What evidence proves a Kenner store caused my shelf-collapse head injury?
$50,000 in medical care and home-help costs can turn on whether you got the right proof in the first 48 hours.
To prove a Kenner store caused a falling-shelf head injury, you need evidence showing three things: the shelf or display was unsafe, the store knew or should have known, and that failure caused your injury. In Louisiana, merchant claims live or die on that notice issue.
The follow-up question you should be asking is: how fast will this evidence disappear? Fast. Sometimes in days.
Get and lock down:
- Incident report from the store the same day
- Photos/video of the shelf, brackets, boxes, spilled items, warning signs, aisle layout
- Names and numbers of witnesses and employees who saw it
- Surveillance footage covering the aisle before and after the collapse
- Medical records from EMS, Ochsner Medical Center-Kenner, East Jefferson General, or wherever you were treated
- Proof of what changed after: cane, walker, home aide, missed activities, inability to live alone
Do not assume the store will keep video. Many systems overwrite footage in days or weeks. A preservation demand needs to go out immediately for surveillance, inspection logs, stocking records, cleaning logs, prior complaints, and employee schedules.

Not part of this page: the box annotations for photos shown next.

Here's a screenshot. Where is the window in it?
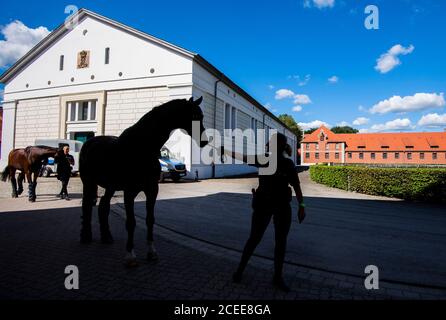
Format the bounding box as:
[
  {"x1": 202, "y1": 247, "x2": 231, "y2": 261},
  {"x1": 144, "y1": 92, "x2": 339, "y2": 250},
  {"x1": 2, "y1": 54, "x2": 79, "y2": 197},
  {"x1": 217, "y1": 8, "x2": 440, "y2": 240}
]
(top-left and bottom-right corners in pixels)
[
  {"x1": 225, "y1": 103, "x2": 231, "y2": 129},
  {"x1": 67, "y1": 100, "x2": 96, "y2": 121},
  {"x1": 78, "y1": 101, "x2": 88, "y2": 121},
  {"x1": 251, "y1": 118, "x2": 257, "y2": 144},
  {"x1": 59, "y1": 55, "x2": 65, "y2": 71},
  {"x1": 105, "y1": 48, "x2": 110, "y2": 64},
  {"x1": 231, "y1": 107, "x2": 237, "y2": 129}
]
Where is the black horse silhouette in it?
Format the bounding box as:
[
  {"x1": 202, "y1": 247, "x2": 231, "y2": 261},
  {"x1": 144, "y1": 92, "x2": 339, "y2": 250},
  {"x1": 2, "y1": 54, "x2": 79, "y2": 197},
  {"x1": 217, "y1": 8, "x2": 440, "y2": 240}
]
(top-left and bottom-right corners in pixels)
[
  {"x1": 2, "y1": 146, "x2": 58, "y2": 202},
  {"x1": 79, "y1": 97, "x2": 207, "y2": 266}
]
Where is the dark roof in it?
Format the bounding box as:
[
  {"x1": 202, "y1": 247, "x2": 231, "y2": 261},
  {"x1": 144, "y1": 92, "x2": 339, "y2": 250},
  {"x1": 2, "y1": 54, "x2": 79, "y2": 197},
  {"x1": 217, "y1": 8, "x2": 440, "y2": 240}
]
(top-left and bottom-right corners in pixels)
[{"x1": 0, "y1": 8, "x2": 294, "y2": 138}]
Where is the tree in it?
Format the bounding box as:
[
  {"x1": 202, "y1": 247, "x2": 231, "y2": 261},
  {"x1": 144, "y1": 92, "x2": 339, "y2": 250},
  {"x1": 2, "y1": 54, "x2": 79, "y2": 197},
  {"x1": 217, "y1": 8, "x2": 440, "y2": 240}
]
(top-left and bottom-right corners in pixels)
[
  {"x1": 331, "y1": 126, "x2": 359, "y2": 133},
  {"x1": 278, "y1": 114, "x2": 302, "y2": 143}
]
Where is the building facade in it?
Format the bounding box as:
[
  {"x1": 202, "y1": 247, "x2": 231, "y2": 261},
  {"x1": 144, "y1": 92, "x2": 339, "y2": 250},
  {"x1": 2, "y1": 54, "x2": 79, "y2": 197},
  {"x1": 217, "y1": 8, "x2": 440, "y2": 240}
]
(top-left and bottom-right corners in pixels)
[
  {"x1": 300, "y1": 126, "x2": 446, "y2": 165},
  {"x1": 0, "y1": 9, "x2": 297, "y2": 178}
]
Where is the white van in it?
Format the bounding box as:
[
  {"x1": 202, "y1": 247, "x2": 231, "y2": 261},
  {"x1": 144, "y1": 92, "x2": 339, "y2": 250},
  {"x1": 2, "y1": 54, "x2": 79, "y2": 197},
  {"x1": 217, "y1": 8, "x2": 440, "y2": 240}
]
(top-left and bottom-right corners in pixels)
[{"x1": 34, "y1": 139, "x2": 83, "y2": 177}]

Louisiana gives you less room for delay than people think. For injuries before July 1, 2024, the filing deadline was usually 1 year. For injuries on or after July 1, 2024, it is generally 2 years under Louisiana's updated prescriptive period for delictual actions. But waiting even a week can still wreck the case because the best proof is often gone long before the lawsuit deadline.
If the collapse happened during Kenner construction season near lane shifts or loading activity on roads like Veterans Memorial Boulevard or Williams Boulevard, also preserve delivery records and any photos of restocking or equipment in the aisle. That is how you prove this was not "just a freak accident," but a preventable store failure.
Nothing on this page should be taken as legal advice — it's general information that may not apply to your specific case. If you've been hurt, a lawyer can tell you where you actually stand.